I just posted a comment over on bonddad's latest diary. Thinking about it made me realize there was a lot more to say about this matter.
Government bailouts are, in financial terms, a free option game. For those who haven't played in the options market here is a little background.
An option is a right but not an obligation to buy or sell. The option on the right to sell is a "put"; an option on the right to buy is a "call". The study of options in real life - as opposed to financial markets - is the study of real options.
Real options are everywhere - the worst trader of real options in the world is the government.
More below the fold:
Why do I say that? Because options have a huge value in financial markets. Don't believe me - well, for example, yesterday you could have gotten over $3.50 per barrel now from someone for selling them the right to buy $110 per barrel oil from you in June, 2009. That is more than $15 per barrel over what the market is saying oil is worth next June. (If you want the basic concept of options and futures - "I'll glad pay you today for a hamburger next Tuesday" is a forward. "I'll pay you $0.25 today for a $1 burger next Tuesday" is an option). Not chump change.
So any time you are giving someone the ability to sell you their obligations in the future, you are giving them an option.
When Ben Bernanke says "we need to inject liquidity to protect lenders" he is saying two things: first, we will reduce the cost of capital to cover your loses; and second, we consider you too important to fail so we will bail you out somehow. In both cases, these act like a put to limit downside losses.

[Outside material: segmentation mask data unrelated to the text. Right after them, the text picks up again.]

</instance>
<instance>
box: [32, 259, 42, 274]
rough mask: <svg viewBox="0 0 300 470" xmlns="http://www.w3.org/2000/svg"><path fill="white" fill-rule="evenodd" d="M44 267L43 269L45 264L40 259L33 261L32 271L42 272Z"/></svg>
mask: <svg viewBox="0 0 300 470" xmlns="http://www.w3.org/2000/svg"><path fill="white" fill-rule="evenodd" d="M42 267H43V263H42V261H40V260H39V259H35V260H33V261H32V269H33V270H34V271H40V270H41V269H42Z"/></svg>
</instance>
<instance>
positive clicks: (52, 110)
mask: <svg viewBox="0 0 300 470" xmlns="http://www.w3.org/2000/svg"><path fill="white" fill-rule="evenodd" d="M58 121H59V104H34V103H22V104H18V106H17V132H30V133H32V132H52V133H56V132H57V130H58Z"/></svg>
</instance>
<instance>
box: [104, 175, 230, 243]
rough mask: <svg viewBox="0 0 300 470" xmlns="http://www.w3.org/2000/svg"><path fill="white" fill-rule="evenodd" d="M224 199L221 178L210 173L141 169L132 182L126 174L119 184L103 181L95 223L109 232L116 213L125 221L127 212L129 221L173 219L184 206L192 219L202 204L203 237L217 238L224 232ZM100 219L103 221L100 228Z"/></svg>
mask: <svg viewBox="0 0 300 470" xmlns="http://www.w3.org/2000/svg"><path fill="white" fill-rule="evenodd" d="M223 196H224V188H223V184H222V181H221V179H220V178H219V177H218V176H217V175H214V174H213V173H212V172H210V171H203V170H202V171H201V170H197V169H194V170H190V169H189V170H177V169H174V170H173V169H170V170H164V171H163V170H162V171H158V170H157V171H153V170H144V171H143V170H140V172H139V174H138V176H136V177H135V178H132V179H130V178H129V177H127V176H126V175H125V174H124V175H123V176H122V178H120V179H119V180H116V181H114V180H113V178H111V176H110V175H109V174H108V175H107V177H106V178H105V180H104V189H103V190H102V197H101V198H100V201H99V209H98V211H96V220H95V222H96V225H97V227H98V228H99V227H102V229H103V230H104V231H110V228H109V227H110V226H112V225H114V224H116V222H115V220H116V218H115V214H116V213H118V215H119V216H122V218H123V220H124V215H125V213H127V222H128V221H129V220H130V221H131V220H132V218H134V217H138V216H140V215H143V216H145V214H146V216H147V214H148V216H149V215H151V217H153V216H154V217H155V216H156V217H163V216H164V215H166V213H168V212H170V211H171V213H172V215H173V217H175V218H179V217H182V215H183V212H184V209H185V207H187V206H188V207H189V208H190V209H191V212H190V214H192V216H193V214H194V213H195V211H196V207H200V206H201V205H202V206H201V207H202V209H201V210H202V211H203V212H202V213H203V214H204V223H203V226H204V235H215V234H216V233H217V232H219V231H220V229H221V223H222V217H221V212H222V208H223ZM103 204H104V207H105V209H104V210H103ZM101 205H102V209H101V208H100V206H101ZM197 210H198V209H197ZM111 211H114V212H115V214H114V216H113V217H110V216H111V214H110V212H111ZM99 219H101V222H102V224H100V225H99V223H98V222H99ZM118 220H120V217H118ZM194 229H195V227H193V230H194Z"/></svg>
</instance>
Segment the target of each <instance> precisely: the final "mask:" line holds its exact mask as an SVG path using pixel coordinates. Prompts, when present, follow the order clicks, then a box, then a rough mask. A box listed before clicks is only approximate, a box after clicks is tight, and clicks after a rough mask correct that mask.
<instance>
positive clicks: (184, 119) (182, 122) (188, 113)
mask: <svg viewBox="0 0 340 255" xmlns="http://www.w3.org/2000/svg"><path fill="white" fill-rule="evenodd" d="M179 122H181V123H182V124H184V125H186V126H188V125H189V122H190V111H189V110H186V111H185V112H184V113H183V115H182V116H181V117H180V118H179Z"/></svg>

Now, as a trader, I look at these as leverage. Many traders base their strategies on what are called "certainty equivalents" - the likelihood of an outcome times the value of the outcome. If I think I have a 30% chance of making $5 million and a 70% chance of losing $2 million, my certainty equivalent is .3 times 5 minus .7 times 2 or $100 thousand. That is a very small margin for the potential risk.
But if I believe the government will bail me out for any risk over $1 million, my calculation now becomes .3 times 5 minus .7 times $1 or $800 thousand. My ability to "lean" on the government has just increased my expected profit by 8 times.
And if some is good under this scenario, more is better. What happens if I risk $15 million to gain $20. Now the number become:
.3 times 20 minus .7 time 1 (yup, the good old gov steps in again) for a potential profit of $5.3 million. Now change the M to TR and you are looking at the mortgage backed securities game.
And don't forget, that assumption of $9.8 million in risk (.7 times 14 - the risk over the bailout value) is an option on the government that was provided free by the government. The option on this could be a cost of - for example - over $5 million (estimating value based on the percentage likelihood). So the government has taken a large risk with no reward while giving the trader a shot at big reward with less risk and no cost for the risk reduction. Great trading strategy.
And the government bailout - as bonddad argues - continues to spiral the risk taking higher and higher. And the risk is really the taxpayers.
As so many poker players say, "Who cares, I am playing with house money." Unfortunately, in this scenario, the house money they are playing with is yours.